Investors see a 30.7% chance of a fourth rate increase in December, far more than the 10% odds seen just two-and-a-half months ago, according to the CME FedWatch Tool. Fed watchers also see a greater chance of three rate hikes in 2019, rather than two.
With investors already on edge, Powell will “play things closer to the vest” when he holds court for his first post-meeting press conference, The Sevens Report founder and editor Tom Essaye told FOX Business. The bigger question, he said, is whether the Fed will signal a more aggressive stance in its statement. A change in the Fed’s assessment of inflation—if officials declare that it’s nearing a 2% target—would be the clearest sign of a hawkish turn.
“The Fed does not want to spook the markets,” Essaye said, putting the probability of a hawkish statement at under 50%.
The Federal Open Market Committee will raise its target range for the federal funds rate to 1.5% to 1.75%, an increase of a quarter of a percentage point, based on the latest projections. Looking beyond the widely expected rate hike, investors will dig deeper into the Fed’s statement and Powell’s press conference in search of clues on inflation and other items.
Bill Merz, head of fixed income research at U.S. Bank Wealth Management, said inclusive data on inflation should give the Fed reason to stick by its plan for a gradual increase in rates. Wages jumped 2.9% in January compared to a year earlier, the best mark since June 2009. However, the next month, average hourly earnings in the private sector grew at a slower pace, rising 2.6%.

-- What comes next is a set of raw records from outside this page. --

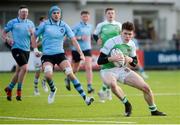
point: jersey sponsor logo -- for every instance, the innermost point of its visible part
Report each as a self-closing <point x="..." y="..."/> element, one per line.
<point x="62" y="30"/>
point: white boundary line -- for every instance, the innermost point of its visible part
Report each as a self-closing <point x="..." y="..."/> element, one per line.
<point x="66" y="120"/>
<point x="132" y="95"/>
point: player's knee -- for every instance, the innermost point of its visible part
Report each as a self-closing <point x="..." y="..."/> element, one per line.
<point x="68" y="70"/>
<point x="146" y="89"/>
<point x="24" y="68"/>
<point x="48" y="69"/>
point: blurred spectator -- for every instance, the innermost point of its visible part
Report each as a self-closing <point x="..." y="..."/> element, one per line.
<point x="141" y="32"/>
<point x="176" y="41"/>
<point x="151" y="32"/>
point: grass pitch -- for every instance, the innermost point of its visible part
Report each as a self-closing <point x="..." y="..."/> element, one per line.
<point x="69" y="108"/>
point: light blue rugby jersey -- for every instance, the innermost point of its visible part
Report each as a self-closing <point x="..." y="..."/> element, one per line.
<point x="83" y="29"/>
<point x="53" y="36"/>
<point x="20" y="32"/>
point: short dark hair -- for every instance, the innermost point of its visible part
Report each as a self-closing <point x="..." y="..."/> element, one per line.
<point x="41" y="18"/>
<point x="23" y="6"/>
<point x="128" y="26"/>
<point x="107" y="9"/>
<point x="84" y="12"/>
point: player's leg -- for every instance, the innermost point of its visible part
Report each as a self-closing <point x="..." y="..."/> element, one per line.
<point x="21" y="58"/>
<point x="75" y="66"/>
<point x="134" y="80"/>
<point x="21" y="77"/>
<point x="11" y="85"/>
<point x="110" y="78"/>
<point x="141" y="69"/>
<point x="48" y="63"/>
<point x="89" y="73"/>
<point x="66" y="66"/>
<point x="37" y="65"/>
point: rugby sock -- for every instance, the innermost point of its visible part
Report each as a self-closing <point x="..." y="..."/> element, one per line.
<point x="19" y="88"/>
<point x="79" y="88"/>
<point x="124" y="100"/>
<point x="141" y="70"/>
<point x="36" y="82"/>
<point x="104" y="87"/>
<point x="11" y="86"/>
<point x="153" y="108"/>
<point x="89" y="86"/>
<point x="51" y="85"/>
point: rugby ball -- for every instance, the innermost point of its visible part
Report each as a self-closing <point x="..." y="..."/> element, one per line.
<point x="117" y="51"/>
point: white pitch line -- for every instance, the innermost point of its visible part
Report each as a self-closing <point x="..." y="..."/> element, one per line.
<point x="66" y="120"/>
<point x="72" y="95"/>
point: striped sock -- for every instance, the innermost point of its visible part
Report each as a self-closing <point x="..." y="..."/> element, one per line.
<point x="51" y="85"/>
<point x="79" y="88"/>
<point x="11" y="86"/>
<point x="19" y="88"/>
<point x="36" y="82"/>
<point x="153" y="108"/>
<point x="89" y="86"/>
<point x="124" y="100"/>
<point x="104" y="87"/>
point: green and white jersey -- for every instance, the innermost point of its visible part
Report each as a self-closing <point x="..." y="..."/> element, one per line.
<point x="128" y="49"/>
<point x="39" y="39"/>
<point x="107" y="30"/>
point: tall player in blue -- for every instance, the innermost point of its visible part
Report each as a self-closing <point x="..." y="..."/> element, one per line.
<point x="53" y="31"/>
<point x="22" y="34"/>
<point x="83" y="31"/>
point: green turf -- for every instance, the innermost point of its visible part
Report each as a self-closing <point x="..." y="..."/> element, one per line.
<point x="69" y="108"/>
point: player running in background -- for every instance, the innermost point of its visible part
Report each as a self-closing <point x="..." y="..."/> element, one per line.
<point x="22" y="32"/>
<point x="38" y="65"/>
<point x="105" y="30"/>
<point x="83" y="31"/>
<point x="53" y="31"/>
<point x="139" y="65"/>
<point x="110" y="74"/>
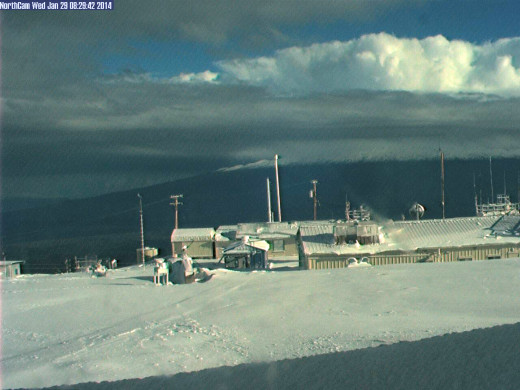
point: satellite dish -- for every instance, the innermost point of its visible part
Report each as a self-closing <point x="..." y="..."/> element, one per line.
<point x="417" y="211"/>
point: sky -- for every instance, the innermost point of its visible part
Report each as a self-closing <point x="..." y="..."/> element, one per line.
<point x="101" y="101"/>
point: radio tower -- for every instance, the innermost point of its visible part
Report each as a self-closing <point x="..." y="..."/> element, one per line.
<point x="176" y="203"/>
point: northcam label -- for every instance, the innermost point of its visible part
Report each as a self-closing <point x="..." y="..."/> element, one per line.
<point x="57" y="5"/>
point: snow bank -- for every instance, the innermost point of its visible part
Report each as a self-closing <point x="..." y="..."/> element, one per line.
<point x="68" y="329"/>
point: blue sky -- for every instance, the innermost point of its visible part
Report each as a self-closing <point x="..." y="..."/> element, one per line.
<point x="96" y="102"/>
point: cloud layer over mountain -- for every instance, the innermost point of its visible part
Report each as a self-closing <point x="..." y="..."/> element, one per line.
<point x="384" y="62"/>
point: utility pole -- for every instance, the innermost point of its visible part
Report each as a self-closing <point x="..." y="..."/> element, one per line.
<point x="347" y="208"/>
<point x="142" y="227"/>
<point x="278" y="188"/>
<point x="443" y="203"/>
<point x="491" y="180"/>
<point x="269" y="215"/>
<point x="176" y="203"/>
<point x="314" y="197"/>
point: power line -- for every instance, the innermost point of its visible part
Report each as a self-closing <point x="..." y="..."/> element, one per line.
<point x="176" y="203"/>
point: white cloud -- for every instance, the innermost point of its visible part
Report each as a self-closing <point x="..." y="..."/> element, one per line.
<point x="383" y="62"/>
<point x="203" y="77"/>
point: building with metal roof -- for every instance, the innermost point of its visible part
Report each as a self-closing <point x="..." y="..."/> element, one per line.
<point x="454" y="239"/>
<point x="281" y="236"/>
<point x="225" y="235"/>
<point x="247" y="255"/>
<point x="199" y="242"/>
<point x="11" y="268"/>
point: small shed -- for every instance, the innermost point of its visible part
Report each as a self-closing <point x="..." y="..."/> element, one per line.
<point x="247" y="255"/>
<point x="225" y="236"/>
<point x="199" y="242"/>
<point x="149" y="253"/>
<point x="11" y="268"/>
<point x="281" y="237"/>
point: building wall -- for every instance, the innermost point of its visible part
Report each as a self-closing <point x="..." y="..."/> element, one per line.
<point x="10" y="270"/>
<point x="196" y="249"/>
<point x="290" y="248"/>
<point x="432" y="255"/>
<point x="221" y="245"/>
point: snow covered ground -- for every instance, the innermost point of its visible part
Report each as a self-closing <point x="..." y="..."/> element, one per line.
<point x="67" y="329"/>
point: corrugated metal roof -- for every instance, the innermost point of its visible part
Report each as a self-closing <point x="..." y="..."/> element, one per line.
<point x="412" y="235"/>
<point x="226" y="233"/>
<point x="11" y="262"/>
<point x="194" y="234"/>
<point x="247" y="247"/>
<point x="267" y="230"/>
<point x="507" y="225"/>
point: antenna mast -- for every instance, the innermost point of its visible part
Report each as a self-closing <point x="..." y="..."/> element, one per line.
<point x="176" y="203"/>
<point x="142" y="228"/>
<point x="314" y="197"/>
<point x="491" y="179"/>
<point x="475" y="194"/>
<point x="347" y="208"/>
<point x="269" y="213"/>
<point x="278" y="188"/>
<point x="443" y="203"/>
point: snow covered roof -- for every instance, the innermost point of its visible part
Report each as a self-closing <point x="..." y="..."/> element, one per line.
<point x="412" y="235"/>
<point x="11" y="262"/>
<point x="226" y="233"/>
<point x="193" y="234"/>
<point x="319" y="239"/>
<point x="268" y="230"/>
<point x="247" y="247"/>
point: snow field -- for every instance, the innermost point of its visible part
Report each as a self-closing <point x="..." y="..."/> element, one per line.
<point x="71" y="328"/>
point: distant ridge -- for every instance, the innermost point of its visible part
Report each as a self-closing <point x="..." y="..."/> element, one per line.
<point x="108" y="225"/>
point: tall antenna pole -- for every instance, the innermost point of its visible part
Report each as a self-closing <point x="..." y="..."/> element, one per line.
<point x="442" y="186"/>
<point x="518" y="188"/>
<point x="475" y="194"/>
<point x="491" y="179"/>
<point x="314" y="198"/>
<point x="278" y="188"/>
<point x="142" y="227"/>
<point x="347" y="208"/>
<point x="176" y="203"/>
<point x="269" y="213"/>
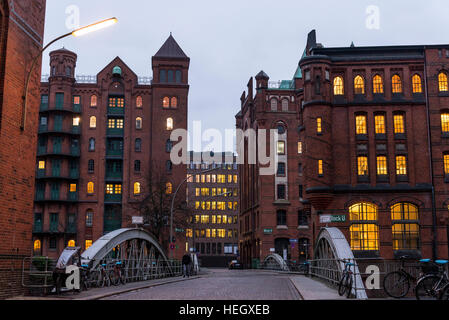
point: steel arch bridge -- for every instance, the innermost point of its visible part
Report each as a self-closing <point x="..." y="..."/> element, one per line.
<point x="141" y="255"/>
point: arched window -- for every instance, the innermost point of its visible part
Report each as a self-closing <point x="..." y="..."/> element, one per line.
<point x="338" y="86"/>
<point x="378" y="84"/>
<point x="139" y="123"/>
<point x="166" y="102"/>
<point x="274" y="105"/>
<point x="139" y="102"/>
<point x="93" y="101"/>
<point x="92" y="144"/>
<point x="405" y="227"/>
<point x="174" y="102"/>
<point x="168" y="188"/>
<point x="359" y="85"/>
<point x="137" y="188"/>
<point x="90" y="188"/>
<point x="364" y="230"/>
<point x="138" y="145"/>
<point x="170" y="124"/>
<point x="442" y="82"/>
<point x="93" y="122"/>
<point x="396" y="84"/>
<point x="417" y="84"/>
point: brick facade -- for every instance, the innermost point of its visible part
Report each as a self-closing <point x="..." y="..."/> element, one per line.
<point x="21" y="38"/>
<point x="340" y="153"/>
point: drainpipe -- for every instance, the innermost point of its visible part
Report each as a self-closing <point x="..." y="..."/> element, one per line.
<point x="434" y="213"/>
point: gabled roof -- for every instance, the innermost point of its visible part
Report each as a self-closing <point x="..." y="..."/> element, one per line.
<point x="170" y="49"/>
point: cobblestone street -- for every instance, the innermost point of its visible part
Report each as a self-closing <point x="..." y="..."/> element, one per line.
<point x="221" y="285"/>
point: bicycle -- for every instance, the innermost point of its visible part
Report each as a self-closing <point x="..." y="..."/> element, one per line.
<point x="345" y="285"/>
<point x="431" y="286"/>
<point x="397" y="283"/>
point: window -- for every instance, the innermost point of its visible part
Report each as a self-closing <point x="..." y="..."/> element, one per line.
<point x="281" y="218"/>
<point x="361" y="124"/>
<point x="170" y="124"/>
<point x="139" y="102"/>
<point x="319" y="125"/>
<point x="405" y="226"/>
<point x="396" y="84"/>
<point x="359" y="85"/>
<point x="364" y="231"/>
<point x="378" y="86"/>
<point x="417" y="84"/>
<point x="93" y="101"/>
<point x="380" y="124"/>
<point x="138" y="123"/>
<point x="138" y="145"/>
<point x="445" y="122"/>
<point x="382" y="168"/>
<point x="281" y="147"/>
<point x="362" y="164"/>
<point x="93" y="122"/>
<point x="401" y="165"/>
<point x="442" y="82"/>
<point x="338" y="86"/>
<point x="137" y="188"/>
<point x="90" y="188"/>
<point x="399" y="124"/>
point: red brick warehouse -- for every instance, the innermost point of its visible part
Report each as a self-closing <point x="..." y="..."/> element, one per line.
<point x="364" y="138"/>
<point x="21" y="38"/>
<point x="99" y="139"/>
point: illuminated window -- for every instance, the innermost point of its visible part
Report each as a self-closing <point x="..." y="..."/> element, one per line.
<point x="338" y="86"/>
<point x="378" y="85"/>
<point x="364" y="232"/>
<point x="137" y="188"/>
<point x="359" y="85"/>
<point x="362" y="164"/>
<point x="380" y="124"/>
<point x="445" y="122"/>
<point x="93" y="122"/>
<point x="405" y="226"/>
<point x="166" y="102"/>
<point x="382" y="168"/>
<point x="319" y="125"/>
<point x="396" y="84"/>
<point x="361" y="125"/>
<point x="281" y="147"/>
<point x="442" y="82"/>
<point x="399" y="124"/>
<point x="170" y="124"/>
<point x="417" y="84"/>
<point x="93" y="101"/>
<point x="401" y="165"/>
<point x="90" y="188"/>
<point x="168" y="188"/>
<point x="139" y="102"/>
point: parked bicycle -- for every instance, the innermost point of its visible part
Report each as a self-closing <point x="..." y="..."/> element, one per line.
<point x="430" y="287"/>
<point x="345" y="285"/>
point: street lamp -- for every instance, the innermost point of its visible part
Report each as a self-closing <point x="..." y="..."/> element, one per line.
<point x="76" y="33"/>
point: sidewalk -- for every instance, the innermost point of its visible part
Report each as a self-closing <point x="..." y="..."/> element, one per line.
<point x="314" y="290"/>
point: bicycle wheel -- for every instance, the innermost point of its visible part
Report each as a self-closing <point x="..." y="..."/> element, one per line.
<point x="426" y="288"/>
<point x="396" y="284"/>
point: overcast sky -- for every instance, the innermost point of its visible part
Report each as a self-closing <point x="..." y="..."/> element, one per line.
<point x="230" y="41"/>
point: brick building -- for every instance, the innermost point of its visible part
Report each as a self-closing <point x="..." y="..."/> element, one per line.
<point x="213" y="197"/>
<point x="21" y="38"/>
<point x="363" y="146"/>
<point x="99" y="139"/>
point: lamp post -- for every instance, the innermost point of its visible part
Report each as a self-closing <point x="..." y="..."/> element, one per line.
<point x="173" y="203"/>
<point x="76" y="33"/>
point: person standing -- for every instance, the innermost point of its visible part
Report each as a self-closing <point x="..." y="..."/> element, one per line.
<point x="186" y="260"/>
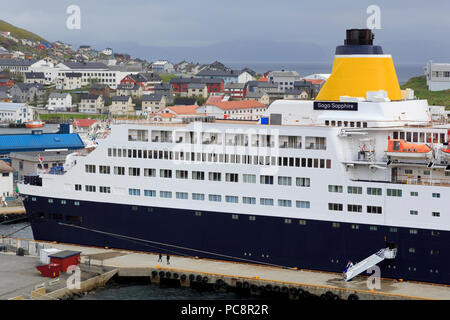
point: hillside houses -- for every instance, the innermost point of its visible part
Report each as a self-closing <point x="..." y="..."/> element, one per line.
<point x="91" y="103"/>
<point x="153" y="103"/>
<point x="27" y="92"/>
<point x="122" y="105"/>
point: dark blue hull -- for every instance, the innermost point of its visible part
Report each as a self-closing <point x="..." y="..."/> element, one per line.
<point x="318" y="245"/>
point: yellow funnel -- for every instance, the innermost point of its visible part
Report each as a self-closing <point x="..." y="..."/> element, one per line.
<point x="355" y="75"/>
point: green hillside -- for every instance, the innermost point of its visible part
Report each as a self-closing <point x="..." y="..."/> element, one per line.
<point x="18" y="32"/>
<point x="419" y="85"/>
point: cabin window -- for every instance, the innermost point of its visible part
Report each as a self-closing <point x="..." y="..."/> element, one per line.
<point x="335" y="206"/>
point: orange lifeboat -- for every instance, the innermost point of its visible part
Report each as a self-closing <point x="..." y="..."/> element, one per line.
<point x="398" y="148"/>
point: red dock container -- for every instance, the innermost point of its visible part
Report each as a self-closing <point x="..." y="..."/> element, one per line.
<point x="65" y="259"/>
<point x="49" y="270"/>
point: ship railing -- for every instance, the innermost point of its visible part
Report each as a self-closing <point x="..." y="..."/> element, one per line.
<point x="420" y="180"/>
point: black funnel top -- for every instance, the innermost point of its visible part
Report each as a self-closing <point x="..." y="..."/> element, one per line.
<point x="359" y="41"/>
<point x="359" y="37"/>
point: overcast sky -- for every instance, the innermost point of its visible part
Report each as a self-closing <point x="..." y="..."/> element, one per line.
<point x="204" y="22"/>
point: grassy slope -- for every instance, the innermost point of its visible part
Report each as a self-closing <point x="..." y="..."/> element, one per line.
<point x="419" y="85"/>
<point x="18" y="32"/>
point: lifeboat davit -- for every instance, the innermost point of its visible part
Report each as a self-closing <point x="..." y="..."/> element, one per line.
<point x="400" y="149"/>
<point x="34" y="124"/>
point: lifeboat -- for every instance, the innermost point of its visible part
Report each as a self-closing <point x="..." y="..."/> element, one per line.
<point x="400" y="149"/>
<point x="34" y="124"/>
<point x="445" y="152"/>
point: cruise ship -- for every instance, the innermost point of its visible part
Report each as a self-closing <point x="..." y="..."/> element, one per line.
<point x="361" y="171"/>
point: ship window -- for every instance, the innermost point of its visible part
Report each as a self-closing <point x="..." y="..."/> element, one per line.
<point x="284" y="181"/>
<point x="266" y="179"/>
<point x="232" y="177"/>
<point x="303" y="182"/>
<point x="302" y="204"/>
<point x="181" y="195"/>
<point x="215" y="197"/>
<point x="374" y="209"/>
<point x="89" y="188"/>
<point x="394" y="192"/>
<point x="134" y="172"/>
<point x="266" y="202"/>
<point x="103" y="189"/>
<point x="335" y="224"/>
<point x="119" y="171"/>
<point x="408" y="136"/>
<point x="150" y="193"/>
<point x="335" y="206"/>
<point x="104" y="169"/>
<point x="436" y="214"/>
<point x="165" y="194"/>
<point x="215" y="176"/>
<point x="231" y="199"/>
<point x="434" y="252"/>
<point x="354" y="208"/>
<point x="354" y="190"/>
<point x="374" y="191"/>
<point x="149" y="172"/>
<point x="90" y="168"/>
<point x="165" y="173"/>
<point x="181" y="174"/>
<point x="333" y="188"/>
<point x="198" y="196"/>
<point x="248" y="200"/>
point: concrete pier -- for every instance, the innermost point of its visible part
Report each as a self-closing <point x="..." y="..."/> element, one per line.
<point x="256" y="278"/>
<point x="138" y="264"/>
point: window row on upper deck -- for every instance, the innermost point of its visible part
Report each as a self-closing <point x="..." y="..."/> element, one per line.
<point x="230" y="139"/>
<point x="220" y="158"/>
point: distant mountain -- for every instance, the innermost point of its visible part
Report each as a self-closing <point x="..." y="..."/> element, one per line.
<point x="230" y="51"/>
<point x="19" y="33"/>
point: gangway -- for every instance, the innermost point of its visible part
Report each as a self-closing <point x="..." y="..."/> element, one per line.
<point x="354" y="270"/>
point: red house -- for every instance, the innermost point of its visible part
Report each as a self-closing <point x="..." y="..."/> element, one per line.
<point x="65" y="259"/>
<point x="7" y="83"/>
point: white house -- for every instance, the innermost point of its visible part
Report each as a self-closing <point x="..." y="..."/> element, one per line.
<point x="15" y="112"/>
<point x="6" y="179"/>
<point x="236" y="110"/>
<point x="284" y="79"/>
<point x="438" y="76"/>
<point x="59" y="101"/>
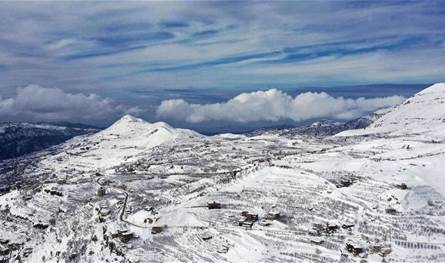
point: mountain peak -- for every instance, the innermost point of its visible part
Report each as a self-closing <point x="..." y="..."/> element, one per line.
<point x="423" y="113"/>
<point x="130" y="118"/>
<point x="436" y="88"/>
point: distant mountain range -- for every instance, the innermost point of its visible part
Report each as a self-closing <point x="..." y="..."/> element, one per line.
<point x="21" y="138"/>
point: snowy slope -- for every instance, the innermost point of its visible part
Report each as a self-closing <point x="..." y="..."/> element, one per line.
<point x="424" y="114"/>
<point x="372" y="195"/>
<point x="119" y="143"/>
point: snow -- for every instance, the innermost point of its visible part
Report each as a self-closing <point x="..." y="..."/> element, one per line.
<point x="119" y="143"/>
<point x="151" y="170"/>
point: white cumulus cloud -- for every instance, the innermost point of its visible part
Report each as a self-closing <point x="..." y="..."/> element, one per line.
<point x="274" y="105"/>
<point x="36" y="103"/>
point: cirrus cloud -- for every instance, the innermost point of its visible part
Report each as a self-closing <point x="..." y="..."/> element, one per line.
<point x="36" y="103"/>
<point x="274" y="105"/>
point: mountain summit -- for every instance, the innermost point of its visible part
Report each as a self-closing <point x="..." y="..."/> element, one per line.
<point x="423" y="113"/>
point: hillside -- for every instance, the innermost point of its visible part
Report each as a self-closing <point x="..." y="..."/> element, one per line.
<point x="147" y="192"/>
<point x="17" y="139"/>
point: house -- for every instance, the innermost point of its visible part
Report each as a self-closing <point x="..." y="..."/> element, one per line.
<point x="391" y="211"/>
<point x="354" y="248"/>
<point x="213" y="205"/>
<point x="101" y="191"/>
<point x="156" y="229"/>
<point x="123" y="235"/>
<point x="273" y="215"/>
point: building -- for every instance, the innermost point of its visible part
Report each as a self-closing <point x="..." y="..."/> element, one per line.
<point x="101" y="191"/>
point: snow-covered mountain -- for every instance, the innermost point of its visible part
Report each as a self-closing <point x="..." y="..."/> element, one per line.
<point x="21" y="138"/>
<point x="121" y="142"/>
<point x="142" y="192"/>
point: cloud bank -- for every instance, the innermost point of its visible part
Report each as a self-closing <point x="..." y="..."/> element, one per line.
<point x="273" y="105"/>
<point x="36" y="103"/>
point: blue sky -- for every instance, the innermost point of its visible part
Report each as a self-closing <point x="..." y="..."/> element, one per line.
<point x="120" y="50"/>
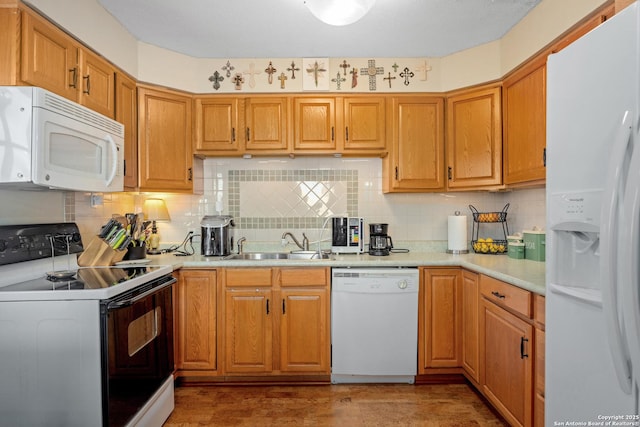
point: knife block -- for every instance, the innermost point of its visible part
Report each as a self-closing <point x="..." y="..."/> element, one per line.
<point x="98" y="252"/>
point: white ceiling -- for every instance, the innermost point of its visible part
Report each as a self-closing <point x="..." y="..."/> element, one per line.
<point x="286" y="28"/>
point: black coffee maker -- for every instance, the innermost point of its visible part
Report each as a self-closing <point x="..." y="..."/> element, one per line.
<point x="380" y="243"/>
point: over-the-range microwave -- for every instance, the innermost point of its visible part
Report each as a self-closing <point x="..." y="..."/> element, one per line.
<point x="48" y="141"/>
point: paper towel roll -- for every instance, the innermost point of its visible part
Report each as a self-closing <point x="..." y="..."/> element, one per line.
<point x="457" y="233"/>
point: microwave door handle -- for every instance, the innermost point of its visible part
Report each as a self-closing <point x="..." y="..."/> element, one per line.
<point x="114" y="155"/>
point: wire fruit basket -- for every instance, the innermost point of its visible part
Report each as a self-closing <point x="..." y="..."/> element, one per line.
<point x="489" y="245"/>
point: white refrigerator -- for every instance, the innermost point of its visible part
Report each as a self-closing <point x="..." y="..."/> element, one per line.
<point x="592" y="364"/>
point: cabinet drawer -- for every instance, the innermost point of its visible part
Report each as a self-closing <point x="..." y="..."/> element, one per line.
<point x="303" y="277"/>
<point x="248" y="277"/>
<point x="507" y="295"/>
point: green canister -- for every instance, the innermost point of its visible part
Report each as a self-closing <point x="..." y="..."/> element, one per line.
<point x="534" y="244"/>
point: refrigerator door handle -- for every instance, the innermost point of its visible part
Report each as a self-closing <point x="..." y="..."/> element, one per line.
<point x="609" y="232"/>
<point x="630" y="248"/>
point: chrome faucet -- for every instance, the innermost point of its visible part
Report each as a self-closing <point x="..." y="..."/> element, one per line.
<point x="240" y="242"/>
<point x="305" y="241"/>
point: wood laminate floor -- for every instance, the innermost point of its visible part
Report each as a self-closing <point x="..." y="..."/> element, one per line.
<point x="331" y="405"/>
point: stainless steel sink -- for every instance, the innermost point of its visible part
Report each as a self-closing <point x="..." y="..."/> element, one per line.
<point x="294" y="255"/>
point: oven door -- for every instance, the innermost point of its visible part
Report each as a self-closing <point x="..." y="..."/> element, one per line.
<point x="137" y="356"/>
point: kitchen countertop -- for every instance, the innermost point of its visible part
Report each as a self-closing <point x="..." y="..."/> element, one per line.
<point x="525" y="274"/>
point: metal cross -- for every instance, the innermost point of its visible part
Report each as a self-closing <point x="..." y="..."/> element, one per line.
<point x="389" y="78"/>
<point x="293" y="70"/>
<point x="237" y="81"/>
<point x="372" y="71"/>
<point x="354" y="77"/>
<point x="344" y="67"/>
<point x="251" y="72"/>
<point x="317" y="71"/>
<point x="423" y="68"/>
<point x="216" y="78"/>
<point x="282" y="78"/>
<point x="270" y="70"/>
<point x="406" y="74"/>
<point x="338" y="80"/>
<point x="228" y="68"/>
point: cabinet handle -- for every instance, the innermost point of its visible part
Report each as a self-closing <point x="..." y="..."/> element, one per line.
<point x="498" y="295"/>
<point x="87" y="78"/>
<point x="74" y="78"/>
<point x="522" y="353"/>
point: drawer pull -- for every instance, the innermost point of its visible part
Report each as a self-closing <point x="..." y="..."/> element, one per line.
<point x="522" y="353"/>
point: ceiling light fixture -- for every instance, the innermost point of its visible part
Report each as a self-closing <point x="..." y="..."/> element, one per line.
<point x="339" y="12"/>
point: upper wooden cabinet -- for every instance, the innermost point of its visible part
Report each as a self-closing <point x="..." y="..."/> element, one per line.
<point x="524" y="102"/>
<point x="267" y="125"/>
<point x="127" y="114"/>
<point x="219" y="124"/>
<point x="165" y="159"/>
<point x="53" y="60"/>
<point x="416" y="156"/>
<point x="474" y="138"/>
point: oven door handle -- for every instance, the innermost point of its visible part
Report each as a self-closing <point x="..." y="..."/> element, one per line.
<point x="114" y="305"/>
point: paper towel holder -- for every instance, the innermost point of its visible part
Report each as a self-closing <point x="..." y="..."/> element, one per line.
<point x="457" y="251"/>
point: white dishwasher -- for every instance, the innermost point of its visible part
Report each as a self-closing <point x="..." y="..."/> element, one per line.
<point x="374" y="325"/>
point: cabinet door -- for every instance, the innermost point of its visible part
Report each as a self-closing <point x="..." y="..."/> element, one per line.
<point x="97" y="83"/>
<point x="441" y="323"/>
<point x="416" y="159"/>
<point x="266" y="124"/>
<point x="248" y="330"/>
<point x="304" y="331"/>
<point x="314" y="124"/>
<point x="525" y="124"/>
<point x="508" y="369"/>
<point x="197" y="320"/>
<point x="474" y="139"/>
<point x="164" y="141"/>
<point x="49" y="57"/>
<point x="364" y="122"/>
<point x="217" y="125"/>
<point x="470" y="324"/>
<point x="127" y="114"/>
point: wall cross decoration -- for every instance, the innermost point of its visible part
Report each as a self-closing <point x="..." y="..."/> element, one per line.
<point x="237" y="81"/>
<point x="228" y="68"/>
<point x="390" y="78"/>
<point x="216" y="78"/>
<point x="316" y="70"/>
<point x="270" y="70"/>
<point x="293" y="70"/>
<point x="338" y="80"/>
<point x="372" y="71"/>
<point x="251" y="72"/>
<point x="282" y="79"/>
<point x="406" y="74"/>
<point x="354" y="77"/>
<point x="423" y="69"/>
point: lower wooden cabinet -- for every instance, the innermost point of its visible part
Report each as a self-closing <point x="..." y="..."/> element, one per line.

“I don’t think the Fed has the evidence they need to come out and make any bold statements about the manifestation of inflation yet,” Merz said, adding that higher inflation data should come later this year. “While I think there’s a risk that the Fed will come out more hawkish, I think Powell will be constructive and optimistic about the economy, but not extreme in his comments as far as creating volatility in the markets.”
Investors expect the former investment banker to continue the policies spearheaded by his predecessor, Janet Yellen: gradual rate hikes and shrinking the Fed’s balance sheet.
“What the market is looking for is for Powell to not rock the boat,” Essaye said.